Eine Besprechung von Renate Schwarzbauer: Adriana Altaras, Die jüdische Souffleuse. Roman, 203 Seiten, Verlag Kiepenheuer & Witsch, 2018

Am Anfang nervt sie einfach nur, die Souffleuse Susanne. Sie souffliert gar nicht ernsthaft bei den Proben zu Mozarts „Entführung aus dem Serail“ an der Oper einer mittelgroßen deutschen Stadt. Stattdessen will sie nur über sich selbst reden, oft mit umständlichen Abschweifungen. Und an etlichen Tagen, an denen sie besonders dringend gebraucht würde, ist sie gar nicht da – krankgemeldet.

Adriana Altaras, die Ich-Erzählerin dieses traurig-komischen Romans nach einer wahren Geschichte, ist auch im wirklichen Leben Opernregisseurin. Und Schauspielerin. Und Bestseller-Autorin. In den Büchern „Titos Brille“ und „Doitscha. Eine jüdische Mutter packt aus“ lernen wir Geschichte und Gegenwart ihrer jüdischen Familie kennen, die Wurzeln in Spanien, Kroatien und Italien hat und seit den 1960er Jahren in Deutschland lebt, jetzt in Berlin. (Auch diese beiden Bücher sind hier in der Jüdischen Bibliothek ausleihbar und unbedingt lesenswert!) Der Reiz ihres jüngsten Buches liegt in der wunderbaren Darstellung der skurrilen und euphorischen Momente bei den Opernproben, die mehr und mehr mit dem Schicksal der Souffleuse verknüpft werden.

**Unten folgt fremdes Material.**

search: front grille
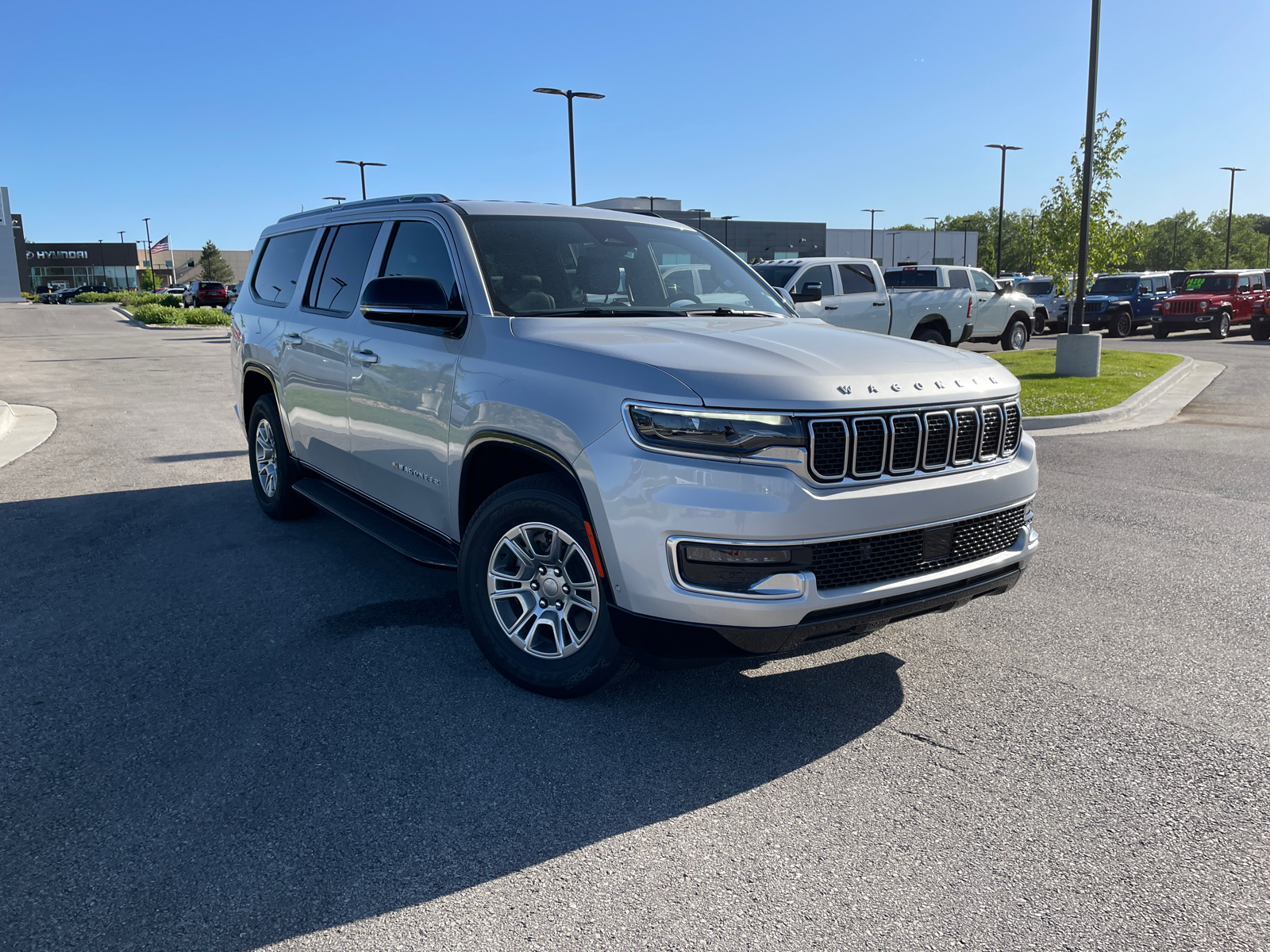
[979,406,1001,461]
[811,420,847,480]
[809,506,1025,592]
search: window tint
[379,221,464,311]
[798,264,833,297]
[305,222,379,315]
[252,228,315,305]
[838,264,878,294]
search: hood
[512,317,1018,410]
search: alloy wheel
[256,420,278,499]
[487,522,601,658]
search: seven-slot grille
[808,402,1022,482]
[809,506,1026,592]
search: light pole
[141,218,155,290]
[533,86,605,205]
[984,144,1022,277]
[1222,165,1247,268]
[860,208,887,258]
[335,159,387,202]
[719,214,737,251]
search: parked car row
[230,194,1039,697]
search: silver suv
[230,194,1037,697]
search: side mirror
[362,275,468,336]
[791,281,823,303]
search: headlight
[630,406,806,457]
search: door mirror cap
[360,274,468,336]
[791,281,823,303]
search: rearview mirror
[791,281,823,303]
[362,274,468,336]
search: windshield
[1090,278,1138,294]
[468,214,791,317]
[887,268,938,288]
[1014,281,1054,297]
[754,264,802,288]
[1183,274,1240,294]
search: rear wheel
[459,474,633,698]
[1001,317,1027,351]
[1107,311,1133,338]
[248,393,309,519]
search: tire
[913,326,949,347]
[1107,311,1133,338]
[246,393,310,519]
[1001,317,1027,351]
[459,474,635,698]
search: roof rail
[278,192,449,224]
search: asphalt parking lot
[0,305,1270,952]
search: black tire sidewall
[459,478,631,698]
[246,393,307,519]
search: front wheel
[459,476,633,698]
[1001,317,1027,351]
[1107,311,1133,338]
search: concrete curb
[0,404,57,466]
[1024,354,1195,432]
[110,307,230,335]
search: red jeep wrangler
[1151,271,1266,340]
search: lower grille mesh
[809,506,1024,592]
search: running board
[291,478,459,569]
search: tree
[198,239,233,284]
[1037,112,1138,290]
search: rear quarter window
[252,228,316,306]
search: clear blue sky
[0,0,1270,249]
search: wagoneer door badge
[392,462,441,486]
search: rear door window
[379,221,464,311]
[838,264,878,294]
[252,228,316,307]
[305,222,379,317]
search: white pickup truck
[754,258,974,347]
[887,264,1037,351]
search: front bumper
[575,428,1037,637]
[608,562,1024,658]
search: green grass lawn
[989,347,1183,416]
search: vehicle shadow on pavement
[0,480,903,950]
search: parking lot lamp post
[335,159,387,202]
[141,218,155,290]
[1222,165,1247,268]
[984,144,1022,277]
[719,214,737,251]
[860,208,887,258]
[533,86,605,205]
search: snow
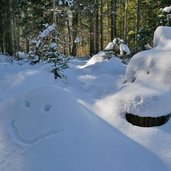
[162,6,171,13]
[104,42,114,50]
[39,24,56,38]
[0,27,171,171]
[119,43,131,55]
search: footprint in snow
[24,100,31,108]
[44,104,51,112]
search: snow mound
[104,42,114,50]
[0,86,165,171]
[114,27,171,117]
[153,26,171,51]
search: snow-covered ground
[0,27,171,171]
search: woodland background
[0,0,171,56]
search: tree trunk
[100,0,103,50]
[5,0,13,55]
[95,0,99,53]
[111,0,116,41]
[72,10,78,56]
[136,0,140,34]
[89,14,94,56]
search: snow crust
[0,27,171,171]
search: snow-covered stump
[121,26,171,127]
[125,113,171,127]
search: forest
[0,0,171,56]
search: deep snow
[0,27,171,171]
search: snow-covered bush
[104,38,131,58]
[29,24,68,78]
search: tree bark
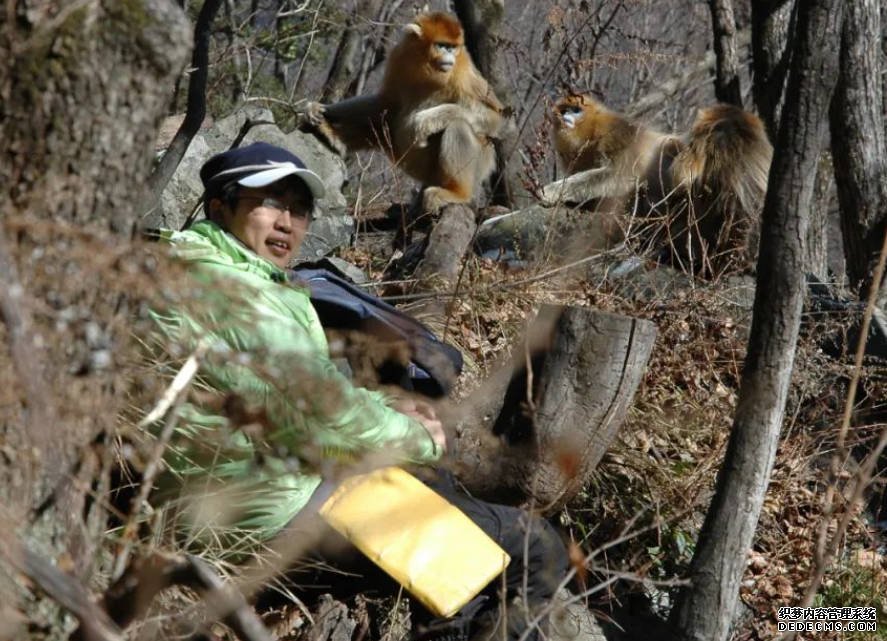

Schon bald erfahren wir, dass die Souffleuse gar nicht Susanne heißt. Das ist nur ihr Pseudonym, eine ihrer Schutzmaßnahmen gegen die Zumutungen der Außenwelt. Ihr wahrer Name, ihr jüdischer Name, ist Sissele. Darin steckt das Wort süß, und der Name wird auf der ersten, langen Silbe betont (sprich: „Sießele“). Sie ist jetzt Mitte 60 und hat von Kindheit an schreckliche Erlebnisse zu verarbeiten gehabt. Ein Teil ihrer Seele ist wie gelähmt durch all die Schwermut, die auf ihr lastet. Aber aufgegeben hat sie nicht. Die Fügung, dass ausgerechnet Adriana Altaras, deren Bücher und Fernsehauftritte sie so schätzt, hier an dieser Bühne inszeniert, gibt Sissele wieder Hoffnung.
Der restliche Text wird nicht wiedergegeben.